People Are Outraged As Hundreds Of Hunts Go Ahead In Boxing Day Tradition
The word 'tradition' is always at the heart of the festive period as families across the world partake in treasured annual customs. Some Christmas conventions may be relatively recent or solely observed by particular families, but plenty have been around for hundreds of years.
However, there are few formalities which attract more controversy than the tradition of a Boxing Day hunt in the UK.
According to the Daily Mail, there were more than 250 events that took place around Britain yesterday, with a generally common theme of protestors and a strong police presence. Former UKIP leader Nigel Farage was pictured laughing as he walked to the meeting point at Chiddingstone Castle, Kent.
Hunting has been practised in the UK for centuries, with the earliest example of fox hunting dating back to 1534 as a part of pest control.
Drag hunting has also been around for about 200 years and sees hounds follow an artificial scent like aniseed. However, when the Hunting Act was introduced in 2004 (effectively banning the hunting of wild animals like foxes and deer), many hunters turned to trail hunting.

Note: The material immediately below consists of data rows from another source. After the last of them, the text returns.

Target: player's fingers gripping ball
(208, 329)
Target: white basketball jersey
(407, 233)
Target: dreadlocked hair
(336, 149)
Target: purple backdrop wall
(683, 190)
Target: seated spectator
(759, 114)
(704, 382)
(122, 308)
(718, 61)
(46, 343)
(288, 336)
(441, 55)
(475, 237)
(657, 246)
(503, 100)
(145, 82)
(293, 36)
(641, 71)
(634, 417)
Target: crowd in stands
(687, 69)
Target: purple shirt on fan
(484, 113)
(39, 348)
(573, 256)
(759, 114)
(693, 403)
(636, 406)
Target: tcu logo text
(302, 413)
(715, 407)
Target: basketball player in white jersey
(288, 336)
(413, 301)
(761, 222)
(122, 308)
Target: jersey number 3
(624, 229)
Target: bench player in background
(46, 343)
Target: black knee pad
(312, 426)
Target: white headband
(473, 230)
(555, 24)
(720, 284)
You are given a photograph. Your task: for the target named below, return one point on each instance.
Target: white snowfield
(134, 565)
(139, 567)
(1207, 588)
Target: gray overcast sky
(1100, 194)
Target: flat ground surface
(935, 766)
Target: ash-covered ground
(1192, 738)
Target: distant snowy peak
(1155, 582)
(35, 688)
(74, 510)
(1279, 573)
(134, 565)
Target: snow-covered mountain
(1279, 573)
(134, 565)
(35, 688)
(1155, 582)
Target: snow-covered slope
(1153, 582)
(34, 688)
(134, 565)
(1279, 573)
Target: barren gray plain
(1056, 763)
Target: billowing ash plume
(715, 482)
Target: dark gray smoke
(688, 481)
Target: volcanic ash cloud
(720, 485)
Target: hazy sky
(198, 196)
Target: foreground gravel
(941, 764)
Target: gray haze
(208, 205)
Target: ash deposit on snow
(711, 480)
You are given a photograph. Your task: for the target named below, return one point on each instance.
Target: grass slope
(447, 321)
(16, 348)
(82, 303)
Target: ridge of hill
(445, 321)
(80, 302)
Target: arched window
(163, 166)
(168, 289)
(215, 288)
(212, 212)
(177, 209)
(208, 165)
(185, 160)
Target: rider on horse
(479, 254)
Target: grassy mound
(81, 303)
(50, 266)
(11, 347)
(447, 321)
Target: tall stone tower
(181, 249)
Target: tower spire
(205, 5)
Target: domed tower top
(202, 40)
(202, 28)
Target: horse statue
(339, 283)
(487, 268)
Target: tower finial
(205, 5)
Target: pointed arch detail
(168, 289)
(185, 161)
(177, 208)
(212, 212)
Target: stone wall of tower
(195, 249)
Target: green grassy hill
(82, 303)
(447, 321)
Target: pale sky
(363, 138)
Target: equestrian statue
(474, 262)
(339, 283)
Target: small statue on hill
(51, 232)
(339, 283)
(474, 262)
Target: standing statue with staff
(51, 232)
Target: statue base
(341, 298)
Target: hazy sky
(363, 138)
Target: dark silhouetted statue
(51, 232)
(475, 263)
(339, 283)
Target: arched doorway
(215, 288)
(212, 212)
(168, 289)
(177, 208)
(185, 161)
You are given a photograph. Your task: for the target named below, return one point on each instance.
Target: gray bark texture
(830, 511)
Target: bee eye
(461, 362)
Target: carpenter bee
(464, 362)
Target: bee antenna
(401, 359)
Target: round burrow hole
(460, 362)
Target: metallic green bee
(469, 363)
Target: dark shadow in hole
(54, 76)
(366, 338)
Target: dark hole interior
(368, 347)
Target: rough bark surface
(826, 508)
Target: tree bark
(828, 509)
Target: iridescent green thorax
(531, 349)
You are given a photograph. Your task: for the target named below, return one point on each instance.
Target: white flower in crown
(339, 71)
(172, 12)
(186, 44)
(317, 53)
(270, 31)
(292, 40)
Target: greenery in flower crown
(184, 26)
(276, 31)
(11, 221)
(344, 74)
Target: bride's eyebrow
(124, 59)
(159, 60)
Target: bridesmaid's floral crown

Chris Pitt, Deputy Director of Campaigns at the League Against Cruel Sports, told LADbible there's one key issue with trail hunting: "The hounds are still trained to follow an animal-based scent [and] what happens is that the hounds often pick up the scent of a real animal, chase it and kill it, then the hunt claims that it was an 'accident'."
So it should come as no surprise that there were plenty of people out in force to protest against those who participated in the hunts yesterday. Many held signs and posters as the hunters rode their horses through the streets, dressed in their traditional clothing.
"There's nothing wrong with a good tradition, but there's nothing good about the chasing and killing of animals for sport," Mr Pitt told us.
"Traditions can only continue if there's a modern appetite for them.
"We've thrown bear baiting, cock fighting and a whole range of traditions which involved the abuse of humans or animals into the dustbin of history. We thought the ban on hunting was the end for that particular tradition, but the hunts are resolutely refusing to abide by the law."
While there was a strong presence of protestors around the UK, there were plenty more on social media who took to their keyboards to express their anger at the continued tradition.
This is the reality to fox hunting. It has no place in modern Britain. Its barbaric and caused huge suffering. I have seen it first hand and i will fight against it until my last breath.
- kevin :flag_black: (@llywelyn_cymru) December 26, 2017
These should be completely outlawed. It is the 21st Century not the 19th. If you want to exercise your dogs and horses then do it but there is absolutely no need to slaughter a fox for sport.
- Andrew Walker (@Andrewjwal26) December 26, 2017
Suffolk Police is looking into reports that a fox was killed illegally during the Great Thurlow hunt.
Inspector Jo Garrard of Suffolk Police said: "We take these reports seriously and are conducting an investigation into the circumstances around this incident."
Hunters involved in that event have admitted to one of their hounds mauling the animal to death, however, are boldly claiming it was the protestors who caused it.
Credit: North Cambs Hunt Sabs/Facebook
According to the Daily Mirror, members of the North Cambridgeshire Hunt Saboteurs 'scared' the fox, which changed direction and met a grisly end. A spokesperson for the hunt told the newspaper: "An incident occurred on Boxing Day which was caused almost entirely by the actions of animal rights protesters while we were trail-hunting within the law."
Polling from the League Against Cruel Sports shows roughly 85 percent of people want fox hunting to remain illegal.
There is speculation that Prime Minister Theresa May is considering abandoning her manifesto pledge to offer a free vote on bringing back the practice. The government is now under pressure to confirm whether the vote will take place - but is expected to face a big backlash from rural communities, according to i News.
We must keep up the pressure on the Tories so they know fox hunting is not welcome back in Britain.
Join the 130,000 people who have already signed our petition:https://t.co/WhvYh7sHvk
- Jeremy Corbyn (@jeremycorbyn) December 26, 2017
But as that speculation continues to gather pace, politicians and animal welfare activists are calling for laws to be tightened for trail hunting to stop anything from dying.
The League's Christ Pitt tells us: "A 'recklessness' clause would stop the excuse of 'accidental' kills, as currently the burden of proof is on the prosecution to prove it wasn't an accident, which is extremely difficult, but this way, the hunts would have to prove that it was.
"We also need increased sentences for illegal hunting, as currently it's barely a slap on the wrist.
"The Government is pushing through an increase in sentences for animal cruelty to a maximum five years in prison, but this potentially won't apply to hunting. But what's the difference between dog fighting, setting one dog on another, and fox hunting, setting a pack of dogs on one fox?
"The Hunting Act is a good piece of legislation which we estimate has helped 100,000 animals.
"But the hunts have found ways to get around it - we believe that if the law had been made stronger, then the figure would have been nearer 2.4 million animals helped."